Fratini: «Umbria protagonista» Queste le principali attività dal triage pediatrico nei servizi di emergenza-urgenza illustrati, per la prima volta in Umbria, dai professionisti dell’Asl 2 nell’ambito del corso nazionale di Foligno svoltosi nei giorni scorsi. «L’obiettivo di questo primo evento che pone la nostra regione al centro del panorama scientifico e formativo nazionale nel settore dell’emergenza pediatrica – ha spiegato il direttore generale dell’azienda Sandro Fratini – è quello di offrire a specialisti e operatori i più moderni strumenti di gestione delle situazioni a rischio, in cui organizzazione, rapidità e appropriatezza degli interventi diventano fondamentali per salvare la vita ai piccoli pazienti».
Pediatri e infermieri del 118 I primi due corsi, cui seguiranno altri appuntamenti, sono stati tenuti dai pediatri della Asl 2 dell’Umbria, Beatrice Messini e Pietro Scoppi e dagli infermieri del 118 Massimiliano Orsini e Marco Silvestrini, istruttori di triage pediatrico: «Nei servizi di emergenza-urgenza le situazioni cliniche sono spesso imprevedibili e complesse – hanno precisato i due pediatri – pertanto è necessaria una metodologia rigorosa che determini una struttura organizzativa non improvvisata e percorsi diagnostico-terapeutici efficaci ed efficienti».

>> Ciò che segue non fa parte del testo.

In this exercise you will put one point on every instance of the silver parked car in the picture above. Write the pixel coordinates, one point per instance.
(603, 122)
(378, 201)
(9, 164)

Triage pediatrico Alla base di tali percorsi c’è il triage, nodo centrale di tutte le attività di pronto soccorso, un processo decisionale per la complessa e rapida valutazione delle condizioni del paziente attraverso un metodo scientifico che consenta all’infermiere triagista di stabilire velocemente il grado di urgenza di ciascun paziente. Gli obiettivi dell’attività di triage sono il mantenimento dell’efficienza del pronto soccorso e la riduzione del ritardo dell’intervento sul paziente. Il triage richiede quindi formazione specifica, capacità di ragionamento clinico, riflessione critica, stile personale e una buona dose di esperienza. In ambito pediatrico occorre tener conto di molteplici elementi di complessità quali l’età dei pazienti e la presenza dei genitori. Infatti, accogliere i bambini, garantendo sicurezza e tempestività di intervento, non può prescindere dalla capacità di entrare in relazione con il loro sistema affettivo e con la complessa sfera emozionale dei genitori.